Florentine took a step back technically as a director with NINJA (2009) where he foolishly tried to emulate big Hollywood films with flashy camera moves and, worst of all, computer-generated blood. Thankfully, he returns to form here and remembers what makes his films so enjoyable (well choreographed fights). Florentine is still in love with his crash zooms but wisely keeps them out of the fights for the most part. And the fights are the real reason to see this. Florentine assembles a group of diverse talents from all over the globe including Lateef Crowder (who is known for the amazing Capoeira fight with Tony Jaa in THE PROTECTOR [aka TOM YUM GOONG]) and Marko Zaror (emerging martial arts star from Brazil with the features KILTRO and MANDRILL). A real stand out acting wise is Mykel Jenkins as the American in the tournament who bonds with Boyka. And, of course, you have to talk about lead Scott Adkins. Adkins might be one of the best marital artists in films today and gets to stretch his acting chops again, something NINJA denied him. As the title implies, the UNDISPUTED II villain does a 180 here and it is handled better than you would expect. He doesn’t become a softie by any means as he maintains his over-the-top gruffness, but they do allow the character enough moments to successfully transfer to commendable protagonist.

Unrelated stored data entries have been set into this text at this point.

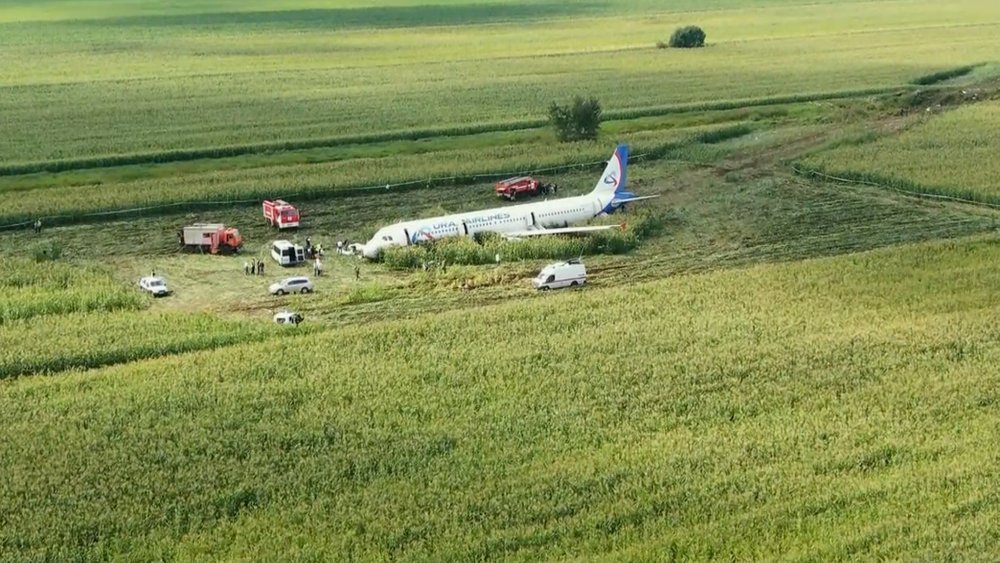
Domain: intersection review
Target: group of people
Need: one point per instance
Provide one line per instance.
(253, 267)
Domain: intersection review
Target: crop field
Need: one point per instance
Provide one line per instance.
(951, 154)
(31, 290)
(424, 169)
(763, 364)
(840, 408)
(158, 82)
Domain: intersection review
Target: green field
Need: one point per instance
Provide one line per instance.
(832, 409)
(765, 364)
(951, 154)
(151, 82)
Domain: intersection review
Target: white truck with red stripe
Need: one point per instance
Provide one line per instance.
(281, 214)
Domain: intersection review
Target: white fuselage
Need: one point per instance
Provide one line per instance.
(509, 219)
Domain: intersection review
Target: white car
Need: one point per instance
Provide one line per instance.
(154, 285)
(561, 274)
(287, 317)
(295, 284)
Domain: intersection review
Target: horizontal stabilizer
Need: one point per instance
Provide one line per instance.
(619, 201)
(560, 231)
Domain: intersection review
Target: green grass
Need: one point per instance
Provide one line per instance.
(950, 154)
(29, 289)
(152, 83)
(834, 409)
(43, 345)
(453, 166)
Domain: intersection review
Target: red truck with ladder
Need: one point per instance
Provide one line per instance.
(279, 213)
(513, 188)
(212, 237)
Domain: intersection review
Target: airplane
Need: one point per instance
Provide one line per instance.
(515, 222)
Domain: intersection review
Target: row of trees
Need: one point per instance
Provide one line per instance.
(581, 118)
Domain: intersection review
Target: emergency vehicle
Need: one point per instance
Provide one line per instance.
(279, 213)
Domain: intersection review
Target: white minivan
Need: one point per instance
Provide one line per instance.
(561, 274)
(298, 284)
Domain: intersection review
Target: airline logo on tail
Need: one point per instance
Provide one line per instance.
(613, 179)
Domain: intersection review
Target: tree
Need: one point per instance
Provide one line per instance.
(576, 121)
(687, 37)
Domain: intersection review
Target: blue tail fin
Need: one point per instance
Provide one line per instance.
(613, 179)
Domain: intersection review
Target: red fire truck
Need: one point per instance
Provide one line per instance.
(513, 188)
(281, 214)
(213, 237)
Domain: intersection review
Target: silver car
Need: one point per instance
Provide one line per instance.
(295, 284)
(154, 285)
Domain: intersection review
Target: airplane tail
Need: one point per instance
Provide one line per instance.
(613, 179)
(612, 183)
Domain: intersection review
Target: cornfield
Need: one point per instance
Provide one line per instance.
(951, 154)
(808, 407)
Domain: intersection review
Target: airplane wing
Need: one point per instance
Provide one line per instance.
(619, 201)
(560, 231)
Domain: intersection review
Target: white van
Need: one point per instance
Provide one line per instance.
(300, 284)
(561, 274)
(286, 253)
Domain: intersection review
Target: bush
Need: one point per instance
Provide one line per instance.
(577, 121)
(687, 37)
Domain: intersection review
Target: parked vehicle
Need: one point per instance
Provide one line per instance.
(279, 213)
(213, 237)
(287, 253)
(154, 285)
(561, 274)
(287, 318)
(513, 188)
(296, 284)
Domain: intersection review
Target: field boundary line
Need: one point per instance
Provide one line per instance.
(63, 219)
(230, 151)
(809, 172)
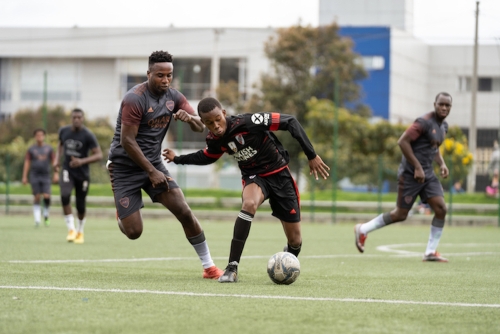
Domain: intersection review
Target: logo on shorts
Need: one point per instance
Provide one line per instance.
(240, 139)
(170, 105)
(408, 199)
(125, 202)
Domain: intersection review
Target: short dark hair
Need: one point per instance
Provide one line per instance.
(208, 104)
(160, 57)
(444, 94)
(39, 130)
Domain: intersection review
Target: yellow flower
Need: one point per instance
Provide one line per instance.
(448, 144)
(459, 149)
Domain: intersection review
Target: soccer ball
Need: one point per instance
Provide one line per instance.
(283, 268)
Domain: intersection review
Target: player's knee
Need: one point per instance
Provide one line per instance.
(250, 205)
(65, 199)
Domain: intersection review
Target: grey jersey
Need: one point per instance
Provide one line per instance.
(41, 158)
(426, 134)
(152, 114)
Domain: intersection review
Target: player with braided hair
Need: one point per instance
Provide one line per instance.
(135, 163)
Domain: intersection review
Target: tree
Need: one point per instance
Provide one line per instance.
(306, 62)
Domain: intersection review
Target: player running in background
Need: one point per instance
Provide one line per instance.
(420, 146)
(75, 142)
(135, 156)
(264, 167)
(38, 161)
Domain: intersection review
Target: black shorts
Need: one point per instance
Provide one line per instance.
(127, 182)
(282, 192)
(40, 184)
(409, 189)
(67, 182)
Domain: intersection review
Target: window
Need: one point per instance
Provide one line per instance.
(371, 63)
(484, 84)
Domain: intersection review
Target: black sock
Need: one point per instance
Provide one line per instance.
(294, 250)
(240, 235)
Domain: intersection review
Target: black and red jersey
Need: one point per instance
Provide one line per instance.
(153, 115)
(250, 141)
(426, 134)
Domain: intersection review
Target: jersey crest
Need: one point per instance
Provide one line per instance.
(170, 105)
(232, 145)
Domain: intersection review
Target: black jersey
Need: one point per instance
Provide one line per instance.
(250, 141)
(77, 144)
(426, 134)
(41, 158)
(152, 114)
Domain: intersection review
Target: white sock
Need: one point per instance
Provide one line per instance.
(70, 222)
(434, 238)
(37, 212)
(372, 225)
(81, 224)
(204, 254)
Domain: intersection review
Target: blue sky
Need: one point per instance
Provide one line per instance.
(436, 21)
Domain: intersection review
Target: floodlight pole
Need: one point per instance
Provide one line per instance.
(471, 178)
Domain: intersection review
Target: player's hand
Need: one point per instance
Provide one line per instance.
(419, 175)
(75, 162)
(182, 115)
(444, 171)
(316, 166)
(168, 155)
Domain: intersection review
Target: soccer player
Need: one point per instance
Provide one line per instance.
(38, 161)
(75, 142)
(264, 167)
(135, 156)
(420, 146)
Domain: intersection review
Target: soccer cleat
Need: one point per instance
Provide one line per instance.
(434, 257)
(79, 238)
(212, 273)
(359, 238)
(230, 274)
(71, 236)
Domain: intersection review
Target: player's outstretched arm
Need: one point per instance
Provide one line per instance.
(316, 166)
(194, 121)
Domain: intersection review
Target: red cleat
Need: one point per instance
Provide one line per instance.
(212, 273)
(359, 238)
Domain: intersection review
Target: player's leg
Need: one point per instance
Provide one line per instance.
(408, 190)
(81, 191)
(252, 197)
(46, 191)
(66, 185)
(433, 195)
(173, 199)
(36, 189)
(126, 184)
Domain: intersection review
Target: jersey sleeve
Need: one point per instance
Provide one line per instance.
(184, 104)
(416, 129)
(132, 110)
(284, 122)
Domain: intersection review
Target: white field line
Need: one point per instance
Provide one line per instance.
(224, 295)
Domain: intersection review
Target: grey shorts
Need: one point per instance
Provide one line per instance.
(282, 192)
(409, 189)
(40, 184)
(127, 182)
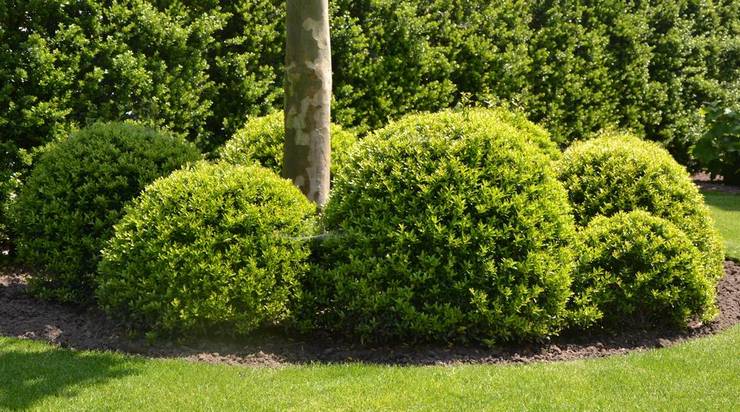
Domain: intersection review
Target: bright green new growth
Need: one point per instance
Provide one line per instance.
(261, 140)
(215, 248)
(637, 267)
(620, 173)
(76, 192)
(447, 227)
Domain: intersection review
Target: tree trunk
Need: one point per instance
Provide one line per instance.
(308, 98)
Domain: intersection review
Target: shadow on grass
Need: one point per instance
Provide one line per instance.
(29, 377)
(729, 202)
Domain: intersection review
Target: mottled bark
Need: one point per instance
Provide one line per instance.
(308, 98)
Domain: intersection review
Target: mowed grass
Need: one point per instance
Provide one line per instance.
(699, 375)
(725, 209)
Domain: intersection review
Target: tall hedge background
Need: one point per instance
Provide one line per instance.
(202, 68)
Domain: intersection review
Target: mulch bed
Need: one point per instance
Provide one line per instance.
(25, 317)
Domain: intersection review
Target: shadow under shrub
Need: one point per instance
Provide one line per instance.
(262, 139)
(76, 192)
(443, 227)
(215, 248)
(637, 268)
(620, 173)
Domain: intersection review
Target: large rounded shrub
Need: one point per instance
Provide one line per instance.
(448, 226)
(76, 192)
(217, 248)
(261, 142)
(619, 172)
(635, 267)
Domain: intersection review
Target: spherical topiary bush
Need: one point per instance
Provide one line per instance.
(76, 192)
(635, 267)
(217, 247)
(619, 172)
(447, 226)
(261, 141)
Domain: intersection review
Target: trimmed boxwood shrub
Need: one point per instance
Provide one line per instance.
(635, 267)
(216, 248)
(448, 226)
(76, 192)
(262, 139)
(620, 173)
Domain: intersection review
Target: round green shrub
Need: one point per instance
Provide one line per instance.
(76, 192)
(443, 227)
(620, 173)
(261, 142)
(216, 248)
(635, 267)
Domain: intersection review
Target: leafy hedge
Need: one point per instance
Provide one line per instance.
(203, 68)
(261, 142)
(447, 226)
(211, 249)
(621, 173)
(718, 150)
(635, 267)
(66, 210)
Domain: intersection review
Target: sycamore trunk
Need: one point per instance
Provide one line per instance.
(308, 98)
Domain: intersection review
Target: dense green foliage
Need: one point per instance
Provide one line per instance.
(215, 248)
(76, 192)
(718, 150)
(620, 173)
(448, 226)
(635, 267)
(261, 141)
(203, 68)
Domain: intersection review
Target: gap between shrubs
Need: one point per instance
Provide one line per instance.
(457, 226)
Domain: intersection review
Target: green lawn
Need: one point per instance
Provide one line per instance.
(726, 212)
(700, 375)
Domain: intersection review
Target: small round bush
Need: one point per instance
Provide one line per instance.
(635, 267)
(217, 249)
(620, 172)
(75, 193)
(443, 227)
(261, 142)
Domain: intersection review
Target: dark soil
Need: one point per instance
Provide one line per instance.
(25, 317)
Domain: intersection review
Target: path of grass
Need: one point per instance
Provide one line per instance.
(699, 375)
(725, 209)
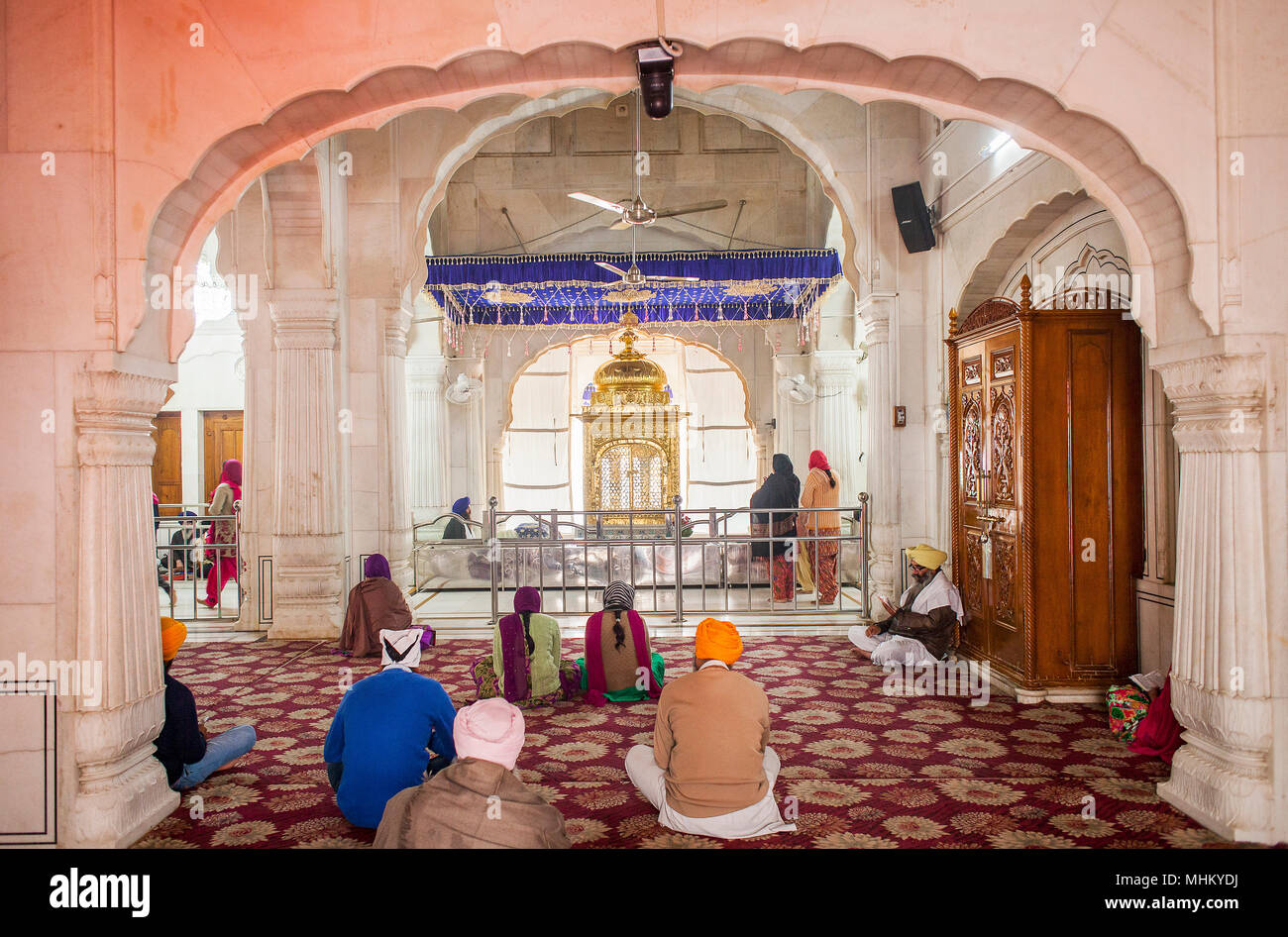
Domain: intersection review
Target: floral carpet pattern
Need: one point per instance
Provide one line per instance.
(861, 769)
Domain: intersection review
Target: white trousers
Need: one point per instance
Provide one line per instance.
(755, 820)
(888, 648)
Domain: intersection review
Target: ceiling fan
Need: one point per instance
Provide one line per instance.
(635, 214)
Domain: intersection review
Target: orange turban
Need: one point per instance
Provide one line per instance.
(717, 641)
(172, 635)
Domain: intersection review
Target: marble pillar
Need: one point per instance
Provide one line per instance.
(883, 447)
(836, 409)
(428, 437)
(1228, 653)
(794, 421)
(395, 538)
(121, 789)
(308, 576)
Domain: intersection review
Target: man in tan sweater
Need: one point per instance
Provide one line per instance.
(711, 770)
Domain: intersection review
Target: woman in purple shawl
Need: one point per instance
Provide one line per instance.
(526, 666)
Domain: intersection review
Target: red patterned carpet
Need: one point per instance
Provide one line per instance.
(866, 770)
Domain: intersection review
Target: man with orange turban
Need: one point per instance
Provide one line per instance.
(183, 748)
(709, 770)
(921, 630)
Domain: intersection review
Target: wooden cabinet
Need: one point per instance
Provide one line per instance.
(1047, 489)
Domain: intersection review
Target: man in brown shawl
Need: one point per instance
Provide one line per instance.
(375, 604)
(477, 802)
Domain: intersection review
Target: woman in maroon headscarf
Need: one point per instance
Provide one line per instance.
(222, 503)
(822, 492)
(374, 604)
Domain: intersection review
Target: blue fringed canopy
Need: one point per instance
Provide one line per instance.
(570, 288)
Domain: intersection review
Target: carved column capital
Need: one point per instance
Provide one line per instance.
(114, 417)
(397, 322)
(303, 318)
(1220, 400)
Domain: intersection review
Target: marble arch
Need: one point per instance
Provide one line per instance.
(1102, 156)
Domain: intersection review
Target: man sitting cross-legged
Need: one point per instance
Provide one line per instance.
(711, 770)
(921, 630)
(384, 730)
(476, 802)
(184, 748)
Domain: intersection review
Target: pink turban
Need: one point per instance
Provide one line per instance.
(489, 730)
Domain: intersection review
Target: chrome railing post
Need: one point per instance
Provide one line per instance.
(864, 531)
(493, 553)
(679, 566)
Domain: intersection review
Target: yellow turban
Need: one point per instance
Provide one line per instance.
(925, 555)
(172, 635)
(717, 641)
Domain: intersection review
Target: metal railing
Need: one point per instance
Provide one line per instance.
(196, 567)
(681, 564)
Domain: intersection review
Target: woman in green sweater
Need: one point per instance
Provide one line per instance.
(526, 666)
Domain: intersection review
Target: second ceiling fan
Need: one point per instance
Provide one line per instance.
(635, 214)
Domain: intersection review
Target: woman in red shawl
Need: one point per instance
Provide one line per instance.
(822, 490)
(222, 503)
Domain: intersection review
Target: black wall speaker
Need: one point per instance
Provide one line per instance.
(910, 207)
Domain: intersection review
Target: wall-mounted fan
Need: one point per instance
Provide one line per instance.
(463, 389)
(797, 389)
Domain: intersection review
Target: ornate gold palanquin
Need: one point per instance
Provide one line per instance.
(631, 431)
(1046, 488)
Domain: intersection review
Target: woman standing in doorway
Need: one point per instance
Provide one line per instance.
(820, 490)
(222, 503)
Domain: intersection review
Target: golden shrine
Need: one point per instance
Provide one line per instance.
(631, 433)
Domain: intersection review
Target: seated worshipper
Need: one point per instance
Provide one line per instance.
(921, 630)
(822, 490)
(377, 740)
(477, 802)
(711, 770)
(524, 666)
(618, 665)
(375, 605)
(180, 559)
(456, 529)
(774, 515)
(184, 748)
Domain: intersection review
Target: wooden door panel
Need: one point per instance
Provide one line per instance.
(167, 461)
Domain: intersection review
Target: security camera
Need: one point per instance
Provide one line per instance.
(656, 68)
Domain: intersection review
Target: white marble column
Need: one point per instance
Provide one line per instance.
(794, 421)
(308, 542)
(428, 435)
(1229, 652)
(883, 446)
(397, 536)
(836, 408)
(121, 787)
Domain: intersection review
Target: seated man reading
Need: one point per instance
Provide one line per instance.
(921, 630)
(384, 730)
(711, 770)
(477, 802)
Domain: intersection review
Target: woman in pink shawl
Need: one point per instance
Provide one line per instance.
(618, 665)
(222, 501)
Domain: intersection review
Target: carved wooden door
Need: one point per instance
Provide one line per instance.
(988, 494)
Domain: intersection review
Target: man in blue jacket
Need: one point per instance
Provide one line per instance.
(384, 731)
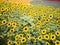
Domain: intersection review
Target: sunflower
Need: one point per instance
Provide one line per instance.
(12, 30)
(25, 29)
(21, 35)
(4, 22)
(9, 42)
(47, 43)
(50, 16)
(43, 31)
(46, 37)
(57, 42)
(17, 37)
(14, 24)
(9, 24)
(40, 38)
(28, 36)
(52, 37)
(57, 33)
(23, 40)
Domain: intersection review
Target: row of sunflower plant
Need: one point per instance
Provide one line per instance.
(29, 24)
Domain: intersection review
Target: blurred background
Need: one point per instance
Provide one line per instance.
(55, 3)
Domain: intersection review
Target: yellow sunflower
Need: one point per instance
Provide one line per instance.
(23, 40)
(43, 31)
(46, 37)
(25, 29)
(47, 43)
(57, 42)
(4, 21)
(40, 38)
(52, 37)
(9, 24)
(57, 33)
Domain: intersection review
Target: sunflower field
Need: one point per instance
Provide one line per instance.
(29, 24)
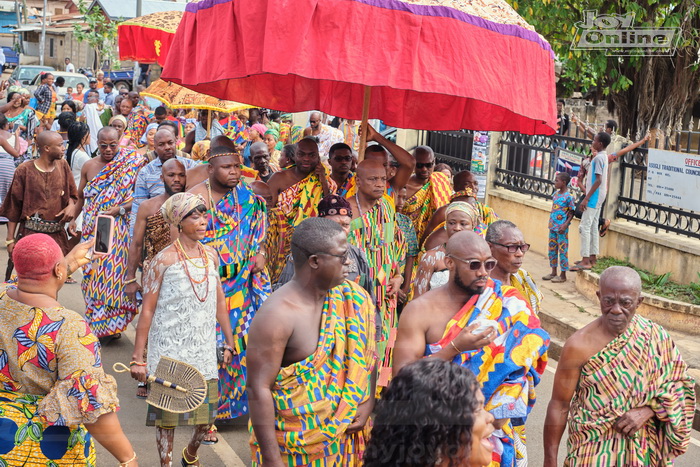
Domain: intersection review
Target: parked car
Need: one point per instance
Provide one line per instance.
(11, 58)
(72, 80)
(25, 74)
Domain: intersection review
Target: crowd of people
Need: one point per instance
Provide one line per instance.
(311, 289)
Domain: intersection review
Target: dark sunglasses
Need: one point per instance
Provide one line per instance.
(513, 248)
(475, 264)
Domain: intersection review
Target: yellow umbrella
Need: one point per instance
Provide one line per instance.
(179, 97)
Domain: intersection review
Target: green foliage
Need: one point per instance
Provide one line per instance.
(101, 34)
(657, 284)
(622, 79)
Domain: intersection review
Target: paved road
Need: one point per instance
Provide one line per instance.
(232, 449)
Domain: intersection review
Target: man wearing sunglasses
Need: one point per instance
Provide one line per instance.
(426, 190)
(508, 247)
(283, 343)
(485, 326)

So if you are looking for some great martial arts action to kill 90 minutes, you can't go wrong with UNDISPUTED III. It is a throwback to the 80s and 90s Van Damme era where plots were simple and the fights were tough. No CGI enhanced bullshit or editing that is so haywire you can't even tell who is throwing a punch. It just might be the best prison movie featuring a Russian badass with a knee problem you see all year!